Let $\mathcal{P}_\kappa(E)$ is the collection of all subsets of $E$ of cardinality $\le \kappa$, and $[E]^\kappa=\{A: A\subset E, |A|=\kappa\}.$ Then $|\mathcal{P}_\kappa(E)|=|E|^\kappa$ or only $|\mathcal{P}_\kappa(E)|\le|E|^\kappa$?
Thanks for your help.
If $E$ is finite then $\mathcal P_\kappa(E)$ is finite, and has strictly more sets than $[E]^\kappa$, so the cardinality must be different.

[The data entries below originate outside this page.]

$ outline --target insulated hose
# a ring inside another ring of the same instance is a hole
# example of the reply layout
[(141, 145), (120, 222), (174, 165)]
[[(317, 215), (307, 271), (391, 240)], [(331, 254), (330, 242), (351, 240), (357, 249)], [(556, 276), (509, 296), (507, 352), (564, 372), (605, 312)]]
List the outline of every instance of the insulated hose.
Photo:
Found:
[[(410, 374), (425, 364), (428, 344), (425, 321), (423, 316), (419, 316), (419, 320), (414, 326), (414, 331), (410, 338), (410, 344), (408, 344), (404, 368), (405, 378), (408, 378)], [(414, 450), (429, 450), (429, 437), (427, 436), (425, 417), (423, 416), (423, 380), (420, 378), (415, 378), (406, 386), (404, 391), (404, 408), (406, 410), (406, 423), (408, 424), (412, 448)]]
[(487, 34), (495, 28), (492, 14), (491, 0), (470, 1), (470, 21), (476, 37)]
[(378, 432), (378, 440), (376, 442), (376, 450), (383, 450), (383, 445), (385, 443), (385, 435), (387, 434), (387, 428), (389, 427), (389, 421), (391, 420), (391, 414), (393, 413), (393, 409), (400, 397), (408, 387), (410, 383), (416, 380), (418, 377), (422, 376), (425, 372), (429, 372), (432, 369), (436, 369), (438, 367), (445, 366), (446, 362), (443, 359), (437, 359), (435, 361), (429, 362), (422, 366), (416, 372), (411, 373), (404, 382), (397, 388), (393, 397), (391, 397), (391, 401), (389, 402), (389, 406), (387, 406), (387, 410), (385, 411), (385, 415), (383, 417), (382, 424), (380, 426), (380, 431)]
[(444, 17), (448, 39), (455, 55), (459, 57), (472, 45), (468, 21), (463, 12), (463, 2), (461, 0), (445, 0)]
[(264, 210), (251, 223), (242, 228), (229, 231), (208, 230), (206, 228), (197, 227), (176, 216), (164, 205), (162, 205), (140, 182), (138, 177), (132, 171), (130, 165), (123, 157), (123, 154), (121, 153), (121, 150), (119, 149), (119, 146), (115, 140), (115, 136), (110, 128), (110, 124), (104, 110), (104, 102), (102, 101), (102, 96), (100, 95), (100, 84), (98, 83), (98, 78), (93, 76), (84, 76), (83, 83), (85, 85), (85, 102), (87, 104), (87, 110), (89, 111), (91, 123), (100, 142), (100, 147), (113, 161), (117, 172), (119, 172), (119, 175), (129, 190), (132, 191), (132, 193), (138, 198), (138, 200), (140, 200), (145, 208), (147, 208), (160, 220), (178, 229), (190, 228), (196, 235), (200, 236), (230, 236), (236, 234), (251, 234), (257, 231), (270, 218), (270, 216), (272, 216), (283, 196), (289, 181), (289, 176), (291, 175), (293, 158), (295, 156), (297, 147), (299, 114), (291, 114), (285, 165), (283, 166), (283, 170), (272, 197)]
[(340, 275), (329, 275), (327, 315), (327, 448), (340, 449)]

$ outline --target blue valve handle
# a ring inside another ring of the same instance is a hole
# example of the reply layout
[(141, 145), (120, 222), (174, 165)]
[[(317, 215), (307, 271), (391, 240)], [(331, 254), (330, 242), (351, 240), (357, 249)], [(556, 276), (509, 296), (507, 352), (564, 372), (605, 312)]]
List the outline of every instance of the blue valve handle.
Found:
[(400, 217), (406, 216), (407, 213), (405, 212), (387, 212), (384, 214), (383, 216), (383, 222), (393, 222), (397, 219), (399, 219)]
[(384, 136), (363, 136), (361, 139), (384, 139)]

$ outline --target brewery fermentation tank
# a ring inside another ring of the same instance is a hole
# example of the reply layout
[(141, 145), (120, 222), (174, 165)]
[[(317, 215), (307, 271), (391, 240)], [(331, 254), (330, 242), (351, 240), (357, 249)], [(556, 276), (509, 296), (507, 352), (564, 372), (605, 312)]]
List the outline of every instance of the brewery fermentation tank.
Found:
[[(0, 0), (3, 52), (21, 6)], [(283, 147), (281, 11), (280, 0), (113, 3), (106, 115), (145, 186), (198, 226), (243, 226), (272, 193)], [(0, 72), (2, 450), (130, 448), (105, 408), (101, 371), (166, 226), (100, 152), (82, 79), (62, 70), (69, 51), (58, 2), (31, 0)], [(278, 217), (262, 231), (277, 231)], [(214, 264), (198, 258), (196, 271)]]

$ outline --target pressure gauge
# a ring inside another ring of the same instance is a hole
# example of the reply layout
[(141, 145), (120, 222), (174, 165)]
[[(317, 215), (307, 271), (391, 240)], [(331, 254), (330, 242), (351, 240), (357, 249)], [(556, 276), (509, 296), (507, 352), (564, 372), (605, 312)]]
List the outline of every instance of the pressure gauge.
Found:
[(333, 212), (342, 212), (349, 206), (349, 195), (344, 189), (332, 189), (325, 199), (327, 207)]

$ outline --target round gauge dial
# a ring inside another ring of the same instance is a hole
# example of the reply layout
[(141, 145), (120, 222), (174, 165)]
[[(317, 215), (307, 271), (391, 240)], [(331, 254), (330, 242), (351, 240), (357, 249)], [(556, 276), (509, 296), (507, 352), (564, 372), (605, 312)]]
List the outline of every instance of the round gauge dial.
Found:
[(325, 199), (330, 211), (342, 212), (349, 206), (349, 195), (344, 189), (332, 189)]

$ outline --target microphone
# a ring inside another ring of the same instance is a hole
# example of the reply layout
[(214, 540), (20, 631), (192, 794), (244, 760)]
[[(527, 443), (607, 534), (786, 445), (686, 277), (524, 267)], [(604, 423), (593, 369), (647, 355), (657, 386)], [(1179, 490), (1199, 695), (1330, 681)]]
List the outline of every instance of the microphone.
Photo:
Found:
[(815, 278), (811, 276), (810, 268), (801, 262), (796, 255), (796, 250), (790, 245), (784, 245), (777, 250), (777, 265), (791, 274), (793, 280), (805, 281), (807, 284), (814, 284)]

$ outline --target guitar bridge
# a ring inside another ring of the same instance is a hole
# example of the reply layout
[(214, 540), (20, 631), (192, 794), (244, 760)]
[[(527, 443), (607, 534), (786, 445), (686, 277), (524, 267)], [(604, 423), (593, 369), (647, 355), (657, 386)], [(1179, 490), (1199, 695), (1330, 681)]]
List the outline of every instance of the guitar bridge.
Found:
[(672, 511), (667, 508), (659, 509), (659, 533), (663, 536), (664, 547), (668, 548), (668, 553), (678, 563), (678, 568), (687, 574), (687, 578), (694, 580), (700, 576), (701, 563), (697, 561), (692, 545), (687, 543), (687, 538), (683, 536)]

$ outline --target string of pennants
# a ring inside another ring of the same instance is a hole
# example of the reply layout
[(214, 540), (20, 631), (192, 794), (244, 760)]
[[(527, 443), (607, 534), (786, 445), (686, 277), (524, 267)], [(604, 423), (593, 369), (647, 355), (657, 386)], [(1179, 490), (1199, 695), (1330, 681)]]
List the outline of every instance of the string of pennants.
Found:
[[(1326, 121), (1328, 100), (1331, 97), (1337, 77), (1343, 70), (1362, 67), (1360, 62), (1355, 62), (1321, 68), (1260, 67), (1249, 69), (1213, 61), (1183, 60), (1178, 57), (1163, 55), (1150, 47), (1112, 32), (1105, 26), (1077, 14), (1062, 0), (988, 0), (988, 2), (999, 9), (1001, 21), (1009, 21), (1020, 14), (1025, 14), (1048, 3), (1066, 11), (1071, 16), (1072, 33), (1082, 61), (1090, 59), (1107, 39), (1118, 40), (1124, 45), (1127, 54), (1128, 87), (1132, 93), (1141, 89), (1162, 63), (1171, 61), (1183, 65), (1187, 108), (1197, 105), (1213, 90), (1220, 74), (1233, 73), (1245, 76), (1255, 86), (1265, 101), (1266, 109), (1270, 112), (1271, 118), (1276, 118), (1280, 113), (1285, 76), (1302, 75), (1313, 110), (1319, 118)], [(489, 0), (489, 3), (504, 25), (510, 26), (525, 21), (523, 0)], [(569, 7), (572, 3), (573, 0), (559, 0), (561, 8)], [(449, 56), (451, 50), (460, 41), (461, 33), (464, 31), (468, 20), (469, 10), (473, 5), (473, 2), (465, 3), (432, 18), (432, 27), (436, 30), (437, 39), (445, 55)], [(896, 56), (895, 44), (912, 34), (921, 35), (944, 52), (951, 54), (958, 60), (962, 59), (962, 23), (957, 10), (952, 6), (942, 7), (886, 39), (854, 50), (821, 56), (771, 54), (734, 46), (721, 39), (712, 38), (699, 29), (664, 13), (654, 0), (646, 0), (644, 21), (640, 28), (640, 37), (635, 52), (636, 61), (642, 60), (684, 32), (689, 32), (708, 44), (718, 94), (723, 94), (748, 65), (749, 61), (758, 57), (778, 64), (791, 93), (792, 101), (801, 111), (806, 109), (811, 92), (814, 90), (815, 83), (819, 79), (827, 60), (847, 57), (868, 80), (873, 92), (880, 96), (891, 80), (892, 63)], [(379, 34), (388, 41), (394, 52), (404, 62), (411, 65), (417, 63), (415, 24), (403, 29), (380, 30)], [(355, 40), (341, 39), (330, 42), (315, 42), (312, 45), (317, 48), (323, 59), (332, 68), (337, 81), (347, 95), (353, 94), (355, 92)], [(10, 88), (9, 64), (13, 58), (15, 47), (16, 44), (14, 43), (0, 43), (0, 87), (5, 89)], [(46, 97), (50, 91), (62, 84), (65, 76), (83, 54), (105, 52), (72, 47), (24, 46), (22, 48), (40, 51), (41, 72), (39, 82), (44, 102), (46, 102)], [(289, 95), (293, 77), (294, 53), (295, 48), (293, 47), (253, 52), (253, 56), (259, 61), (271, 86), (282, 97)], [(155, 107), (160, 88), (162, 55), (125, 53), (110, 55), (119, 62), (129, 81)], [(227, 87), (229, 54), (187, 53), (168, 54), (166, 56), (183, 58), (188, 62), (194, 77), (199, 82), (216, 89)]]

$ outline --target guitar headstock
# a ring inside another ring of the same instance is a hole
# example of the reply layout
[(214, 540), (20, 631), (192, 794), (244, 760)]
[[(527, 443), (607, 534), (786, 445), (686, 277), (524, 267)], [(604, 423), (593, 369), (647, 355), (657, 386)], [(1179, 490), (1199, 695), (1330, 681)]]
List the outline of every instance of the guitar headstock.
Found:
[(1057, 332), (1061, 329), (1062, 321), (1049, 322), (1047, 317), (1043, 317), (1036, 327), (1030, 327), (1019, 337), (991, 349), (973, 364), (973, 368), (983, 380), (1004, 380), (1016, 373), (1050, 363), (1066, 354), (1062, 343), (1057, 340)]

If $E$ is infinite then $|\mathcal P_\kappa(E)|\leq|E^\kappa|=|E|^\kappa$, because the function sending $f\in E^\kappa$ to its range is surjective (sans the empty set, but one element is not important in the infinite case anyway). As Proving that for infinite $\kappa$, $|[\kappa]^\lambda|=\kappa^\lambda$ show, $[E]^\kappa$ has cardinality $|E|^\kappa$. Therefore equality ensues.
Note that it is obvious that $\kappa\leq|E|$ otherwise $\mathcal P_\kappa(E)$ is $\mathcal P(E)$, whereas $[E]^\kappa$ is empty.